Every Democrat and several Republicans agreed that the state’s schools were in a “funding crisis.” But they offered very different paths forward.

It was an easy question for Democrats. Businessman Noel Ginsburg, former state Sen. Michael Johnston, former state treasurer Cary Kennedy and Lt. Gov. Donna Lynne were in lock-step that the state’s schools are in need of more money.

“If we don’t fundamentally solve this crisis, the rest of the issues don’t matter,” Johnston said.

Former state Sen. Michael Johnston and Lt. Gov. Donna Lynne talk after a forum for gubernatorial candidates. Both are Democrats. (Photo by Nic Garcia/Chalkbeat)

Johnston and Kennedy forcefully pledged to take on the state’s Taxpayer Bill of Rights, which limits how much tax revenue the state can collect and requires voter approval to raise taxes.

Lynne was more tempered. While she acknowledged tax reform was needed, she said wanted a legislative committee working on school finance to complete its work before suggesting any overhauls.

Greg Lopez, the former mayor of Parker and a small business owner, was the only GOP candidate who said he would take on the state’s complicated tax laws. If elected, he promised to establish a committee to send a reform proposal to voters.

Robinson and Brauchler acknowledged that schools were in a funding crunch. But they stopped short of saying they’d send more money to schools.

Mitchell said “he wasn’t sure” if there was a funding crisis, but added, “The system should be reformed before it’s fully funded.”

PERA, the state’s employee retirement program, could play a prominent issue in the election — especially for Republicans.

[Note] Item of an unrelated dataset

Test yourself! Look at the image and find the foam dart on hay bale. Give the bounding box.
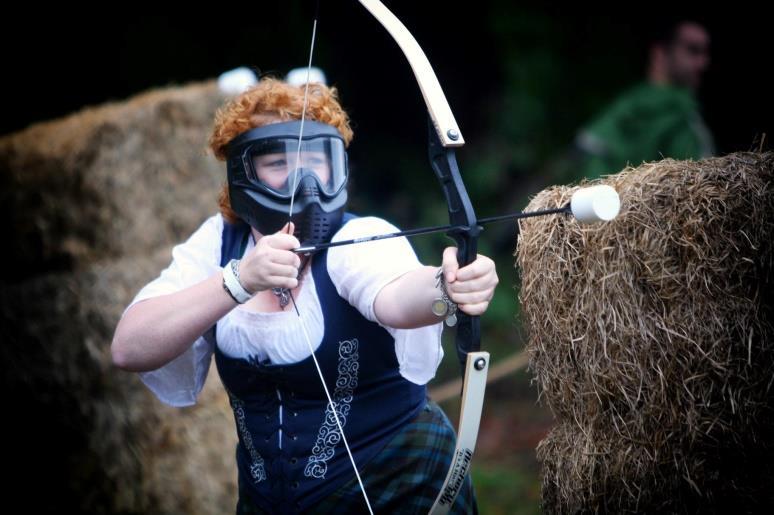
[516,151,774,513]
[569,184,620,223]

Earlier at the conference, school board members received a briefing on a proposed overhaul to the state’s retirement program, which includes school district employees.

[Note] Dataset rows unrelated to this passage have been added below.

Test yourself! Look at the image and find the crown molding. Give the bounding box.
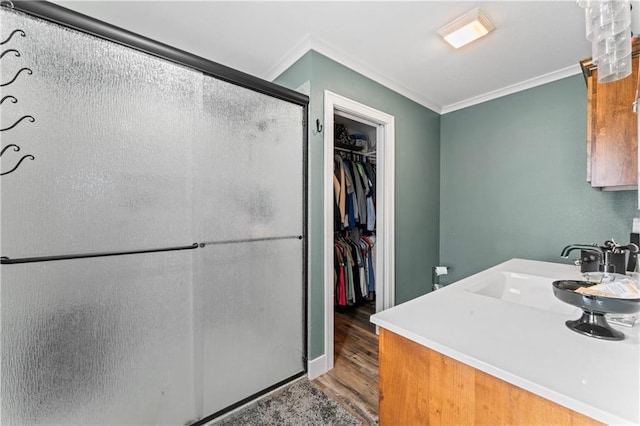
[266,34,582,116]
[308,36,443,113]
[263,34,313,83]
[265,34,443,114]
[440,64,583,114]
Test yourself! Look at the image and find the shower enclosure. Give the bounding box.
[0,2,307,425]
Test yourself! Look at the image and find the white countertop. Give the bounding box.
[370,258,640,425]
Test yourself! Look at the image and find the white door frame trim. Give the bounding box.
[322,90,395,373]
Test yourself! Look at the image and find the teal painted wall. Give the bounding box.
[276,53,638,362]
[440,75,638,284]
[275,51,441,360]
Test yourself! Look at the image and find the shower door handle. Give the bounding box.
[1,242,201,264]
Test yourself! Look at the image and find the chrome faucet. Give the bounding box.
[560,244,601,259]
[561,241,639,274]
[560,244,603,273]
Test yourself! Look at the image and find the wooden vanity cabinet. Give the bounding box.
[378,328,603,425]
[580,40,639,190]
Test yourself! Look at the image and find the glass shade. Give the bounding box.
[581,0,632,83]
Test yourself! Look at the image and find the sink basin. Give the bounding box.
[467,271,578,315]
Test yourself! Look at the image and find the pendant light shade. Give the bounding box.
[580,0,632,83]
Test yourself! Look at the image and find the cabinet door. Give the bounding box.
[585,49,639,189]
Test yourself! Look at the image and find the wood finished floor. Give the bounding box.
[312,302,379,425]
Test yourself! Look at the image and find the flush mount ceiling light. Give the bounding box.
[437,8,495,49]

While the situation is not as dire as it was a decade ago, the program’s governing board has become so increasingly worried about unfunded liabilities that it’s asking state lawmakers to pass a reform package to provide more financial stability.

Two Republicans, Brauchler and Steve Barlock, who co-chaired President Trump’s campaign in Colorado, said PERA was in crisis. Barlock warned school board members that their budgets were in jeopardy as lawmakers fiddle with the system.

Neither went into any detail about how they hoped to see the retirement program made more fiscally stable. But watch for this issue to gain greater traction on the campaign trail, especially as Republican state Treasurer Walker Stapleton ramps up his gubernatorial campaign, and as lawmakers begin to wrestle with PERA reforms next year. (Stapleton did not attend the forum.)

Some candidates offered careful responses to a question about school choice. Others, not so much.

Every Democrat and one Republican, Brauchler, said they respected a family’s right to choose the best school for their children. But that choice, they said, should not come at the expense of traditional, district-run schools.

“I’m concerned that we’d build a system where the success of some schools is coming at the expense of other schools,” Kennedy said.

Republicans strongly supported charter schools, and in some cases, vouchers that use taxpayer dollars to pay for private schools. Robinson called on creating new ways to authorize charter schools. Mitchell said he wanted to repeal a provision in the state’s constitution that has been used to rebuff private school vouchers.

There’s no party line over rural schools.

Republicans and Democrats alike said the state needed to step up to help its rural schools, which are typically underfunded compared to schools along the Front Range. They need more teachers, better infrastructure and fewer regulations, the candidates said.

“We need to get rural areas into the modern age,” Robinson said.